59 -- I thought on my ways. . . turned my feet. . .

62 -- I will rise to give thanks. . .

66 -- Teach me good judgment and knowledge. . .

67 -- I have kept thy word. . .

68 -- Teach me thy statutes. . .

69 -- I will keep thy precepts. . .

70 -- I delight in thy law. . .

73 -- Give me understanding, that I may learn thy commandments. . .

74 -- I have hoped in thy word. . .

77 -- Let thy tender mercies come unto me. . .

78 -- I will meditate in thy precepts. . .

80 -- Let my heart be sound in thy statutes. . .

88 -- Quicken me. . .

93 -- I will never forget thy precepts. . .

94 -- I have sought thy precepts. . .

95 -- I will consider thy testimonies. . .

97 -- O how I love thy law. . .

101 -- I have refrained my feet from every evil way. . .

102 -- I have not departed from thy judgments. . .

106 -- I will keep thy righteous judgments. . .

113 -- Thy law do I love. . .

115 -- I will keep the commandments of my God. . .

116 -- Uphold me. . .

117 -- Hold thou me up. . . I will have respect unto thy statutes continually.

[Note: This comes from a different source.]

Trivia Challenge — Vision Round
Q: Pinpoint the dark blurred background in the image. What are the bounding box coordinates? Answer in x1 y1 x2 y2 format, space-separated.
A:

124 -- Deal with thy servant. . . teach me thy statutes. . .

125 -- Give me understanding. . .

133 -- Order my steps. . . let not iniquity have dominion over me. . .

135 -- Make thy face to shine upon thy servant. . . teach me thy statutes. . .

145 -- I will keep thy statutes. . .

146 -- I will keep thy testimonies. . .

153 -- Consider my affliction and deliver me. . .

154 -- Plead my cause and deliver me. . .

162 -- I rejoice at thy word, as one that findeth great spoil. . .

163 -- Thy law do I love. . .

169 -- Give me understanding according to thy word. . .

173 -- I have chosen thy precepts. . .

174 -- Thy law is my delight. . .

III. LOVING THE WORD

-You have to love the Word of God. It cannot be an afterthought and something that is going to magically happen in your life.

-If you break up the New Testament into small portions you can read it through thirty times in next three years. For instance, take the book of James (5 chapters) or Philippians (4 chapters) and read it through once a day for 30 days and then move on to another book and repeat the same process. So much power and wisdom will be added to your life.